Existen caminos distintos. ¿Una de las muchas sendas practicables? La elegida por Andrew Dominik en El asesinato de Jesse James por el cobarde Robert Ford (2007): dioses con pistolas devorados por la mala conciencia, enfermos mentales convertidos en protagonistas de la historia. Justicieros despreciables, adalides del tiro a traición.

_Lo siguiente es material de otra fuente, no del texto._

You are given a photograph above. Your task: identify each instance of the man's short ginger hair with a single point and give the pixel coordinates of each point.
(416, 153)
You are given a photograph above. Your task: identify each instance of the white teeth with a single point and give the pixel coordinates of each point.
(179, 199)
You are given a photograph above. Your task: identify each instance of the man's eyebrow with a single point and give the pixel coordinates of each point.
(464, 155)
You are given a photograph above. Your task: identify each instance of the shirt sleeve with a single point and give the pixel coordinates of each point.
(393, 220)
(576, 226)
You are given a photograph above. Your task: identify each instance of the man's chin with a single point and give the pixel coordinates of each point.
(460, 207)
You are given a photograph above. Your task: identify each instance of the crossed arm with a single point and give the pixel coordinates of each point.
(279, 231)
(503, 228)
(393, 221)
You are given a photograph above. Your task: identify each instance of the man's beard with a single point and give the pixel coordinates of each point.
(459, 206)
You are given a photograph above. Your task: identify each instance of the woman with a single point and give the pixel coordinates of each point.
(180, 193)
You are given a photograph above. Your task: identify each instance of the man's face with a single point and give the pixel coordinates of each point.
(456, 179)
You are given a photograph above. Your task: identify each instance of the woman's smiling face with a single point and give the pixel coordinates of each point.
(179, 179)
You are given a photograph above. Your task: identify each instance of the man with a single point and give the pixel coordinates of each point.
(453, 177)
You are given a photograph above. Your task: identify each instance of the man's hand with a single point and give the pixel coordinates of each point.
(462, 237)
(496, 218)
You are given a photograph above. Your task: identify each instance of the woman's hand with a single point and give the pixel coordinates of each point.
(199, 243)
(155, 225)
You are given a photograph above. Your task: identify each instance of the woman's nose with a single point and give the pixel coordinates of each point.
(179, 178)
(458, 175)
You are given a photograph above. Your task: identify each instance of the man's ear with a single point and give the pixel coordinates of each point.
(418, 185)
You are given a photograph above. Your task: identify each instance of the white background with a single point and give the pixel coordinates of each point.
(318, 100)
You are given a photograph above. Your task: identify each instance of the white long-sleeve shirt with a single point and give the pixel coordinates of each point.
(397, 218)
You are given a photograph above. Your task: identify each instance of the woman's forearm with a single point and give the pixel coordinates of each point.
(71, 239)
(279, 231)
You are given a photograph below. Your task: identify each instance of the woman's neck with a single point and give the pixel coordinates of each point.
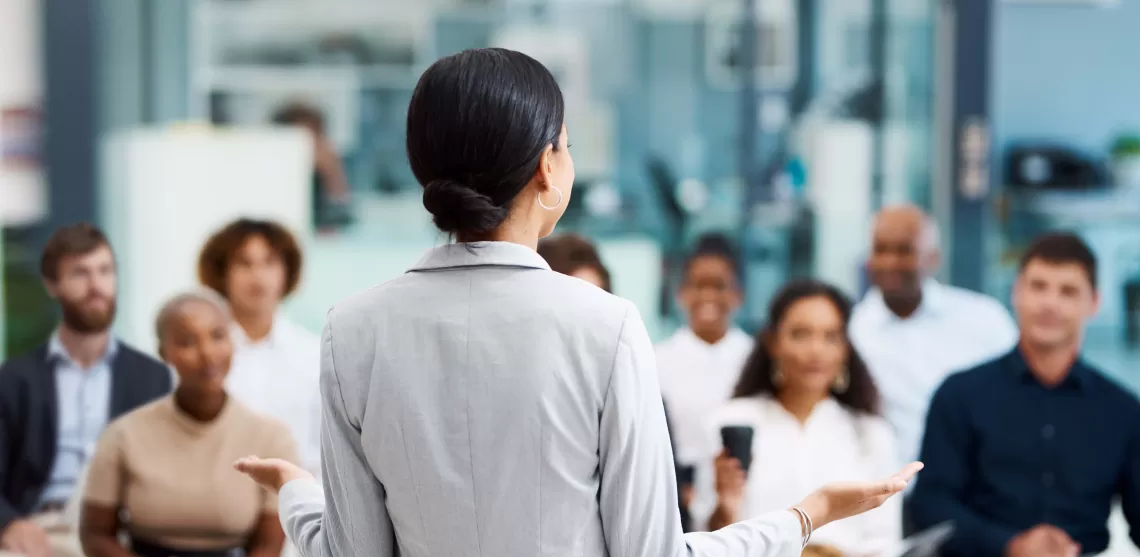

No queremos que resuciten el western si el resultado va a ser un Frankenstein recauchutado, un pelele formado por partes, trozos y tramas ya vistas. El western se merece aportaciones en lugar de homenajes. Y en esto, hasta el hijo de puta de Al Swearengen —tieso como el palo de una escoba y en lo alto de la terraza de madera desde la que movía a su antojo a los títeres de Deadwood— estaría de acuerdo conmigo. Dammit!